Get metadata routing of this object.

get_n_splits([X, y, groups])

Returns the number of splitting iterations in the cross-validator

split(X[, y, groups])

Generate indices to split data into training and test set.

get_metadata_routing()#

Get metadata routing of this object.

Please check User Guide on how the routing mechanism works.

Returns:
routingMetadataRequest

A MetadataRequest encapsulating routing information.

get_n_splits(X=None, y=None, groups=None)[source]#

Returns the number of splitting iterations in the cross-validator

Parameters:
Xarray-like of shape (n_observations, n_assets)

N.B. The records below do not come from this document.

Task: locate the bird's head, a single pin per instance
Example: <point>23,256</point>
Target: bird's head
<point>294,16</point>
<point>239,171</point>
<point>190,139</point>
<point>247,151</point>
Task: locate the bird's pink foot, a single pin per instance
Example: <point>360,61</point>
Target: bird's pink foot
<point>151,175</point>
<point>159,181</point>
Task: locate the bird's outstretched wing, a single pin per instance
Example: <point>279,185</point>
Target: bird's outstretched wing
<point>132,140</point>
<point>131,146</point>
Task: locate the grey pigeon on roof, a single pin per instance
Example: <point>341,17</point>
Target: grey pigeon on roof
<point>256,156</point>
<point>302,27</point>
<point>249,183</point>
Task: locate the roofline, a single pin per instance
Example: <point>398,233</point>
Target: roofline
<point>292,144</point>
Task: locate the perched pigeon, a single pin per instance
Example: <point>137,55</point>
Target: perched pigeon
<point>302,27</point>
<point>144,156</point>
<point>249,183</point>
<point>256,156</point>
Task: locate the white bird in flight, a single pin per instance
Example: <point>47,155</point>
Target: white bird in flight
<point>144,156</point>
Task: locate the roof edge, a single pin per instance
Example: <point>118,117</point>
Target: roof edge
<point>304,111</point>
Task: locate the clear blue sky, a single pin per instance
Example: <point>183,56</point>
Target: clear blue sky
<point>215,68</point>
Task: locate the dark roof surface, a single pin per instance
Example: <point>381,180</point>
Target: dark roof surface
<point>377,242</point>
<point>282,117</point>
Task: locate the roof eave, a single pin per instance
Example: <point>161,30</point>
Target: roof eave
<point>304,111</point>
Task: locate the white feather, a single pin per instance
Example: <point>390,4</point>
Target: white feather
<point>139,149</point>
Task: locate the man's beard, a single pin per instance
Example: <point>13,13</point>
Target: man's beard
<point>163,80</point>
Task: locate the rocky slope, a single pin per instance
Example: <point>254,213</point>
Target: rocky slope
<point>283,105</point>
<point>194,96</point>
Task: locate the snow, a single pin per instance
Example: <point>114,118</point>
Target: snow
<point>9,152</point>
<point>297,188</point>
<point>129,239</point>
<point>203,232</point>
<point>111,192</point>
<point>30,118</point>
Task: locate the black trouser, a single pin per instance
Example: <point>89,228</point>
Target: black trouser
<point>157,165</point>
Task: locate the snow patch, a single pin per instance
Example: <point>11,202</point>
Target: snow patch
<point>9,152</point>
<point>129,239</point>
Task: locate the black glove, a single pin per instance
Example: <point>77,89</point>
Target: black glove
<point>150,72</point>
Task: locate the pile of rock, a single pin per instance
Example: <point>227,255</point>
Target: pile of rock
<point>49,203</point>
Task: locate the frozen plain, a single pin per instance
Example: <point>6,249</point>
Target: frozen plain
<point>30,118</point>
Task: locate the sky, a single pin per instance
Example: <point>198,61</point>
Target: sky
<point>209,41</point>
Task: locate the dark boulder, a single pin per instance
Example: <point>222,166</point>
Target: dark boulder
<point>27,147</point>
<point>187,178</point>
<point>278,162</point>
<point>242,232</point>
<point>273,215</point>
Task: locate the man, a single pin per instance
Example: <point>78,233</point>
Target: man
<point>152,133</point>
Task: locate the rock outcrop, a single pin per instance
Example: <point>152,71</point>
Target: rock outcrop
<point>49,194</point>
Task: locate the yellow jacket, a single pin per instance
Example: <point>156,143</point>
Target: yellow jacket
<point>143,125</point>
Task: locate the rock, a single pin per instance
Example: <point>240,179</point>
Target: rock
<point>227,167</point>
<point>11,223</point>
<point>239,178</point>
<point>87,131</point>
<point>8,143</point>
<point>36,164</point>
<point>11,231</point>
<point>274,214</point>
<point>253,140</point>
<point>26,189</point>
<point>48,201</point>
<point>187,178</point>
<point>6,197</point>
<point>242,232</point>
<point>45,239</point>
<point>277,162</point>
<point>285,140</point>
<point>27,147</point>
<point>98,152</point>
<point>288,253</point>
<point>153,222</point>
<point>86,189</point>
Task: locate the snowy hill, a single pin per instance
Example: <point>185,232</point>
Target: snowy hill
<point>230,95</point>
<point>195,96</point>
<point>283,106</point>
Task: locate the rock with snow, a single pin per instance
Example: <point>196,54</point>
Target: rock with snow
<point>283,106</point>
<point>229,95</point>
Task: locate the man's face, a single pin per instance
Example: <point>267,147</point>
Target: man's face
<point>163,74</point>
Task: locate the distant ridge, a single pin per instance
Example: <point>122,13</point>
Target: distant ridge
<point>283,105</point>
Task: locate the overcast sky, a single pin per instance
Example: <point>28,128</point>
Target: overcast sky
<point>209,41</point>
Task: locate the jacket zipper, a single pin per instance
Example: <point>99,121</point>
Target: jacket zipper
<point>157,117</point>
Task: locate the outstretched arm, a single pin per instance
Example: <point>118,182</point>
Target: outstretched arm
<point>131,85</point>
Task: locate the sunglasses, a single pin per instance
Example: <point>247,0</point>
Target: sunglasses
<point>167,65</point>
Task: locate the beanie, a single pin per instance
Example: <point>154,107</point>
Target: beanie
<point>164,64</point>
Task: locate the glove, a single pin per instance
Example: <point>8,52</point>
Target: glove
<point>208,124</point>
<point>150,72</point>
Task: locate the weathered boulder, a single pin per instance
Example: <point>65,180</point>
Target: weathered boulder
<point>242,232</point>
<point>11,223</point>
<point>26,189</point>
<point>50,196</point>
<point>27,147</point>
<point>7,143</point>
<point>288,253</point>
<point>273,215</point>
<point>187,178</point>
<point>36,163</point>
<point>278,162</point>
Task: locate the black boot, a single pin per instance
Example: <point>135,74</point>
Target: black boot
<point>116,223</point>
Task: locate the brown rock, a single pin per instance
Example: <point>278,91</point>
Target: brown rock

Price returns of the assets.

yarray-like of shape (n_observations, n_targets)

Always ignored, exists for compatibility.

groupsarray-like of shape (n_observations,)

Always ignored, exists for compatibility.

Returns:
n_foldsint

Returns the number of splitting iterations in the cross-validator.

split(X, y=None, groups=None)[source]#

Generate indices to split data into training and test set.

Parameters:
Xarray-like of shape (n_observations, n_assets)

Price returns of the assets.

yarray-like of shape (n_observations, n_targets)

Always ignored, exists for compatibility.

groupsarray-like of shape (n_observations,)

Always ignored, exists for compatibility.

Yields:
trainndarray

The training set indices for that split.

testndarray

The testing set indices for that split.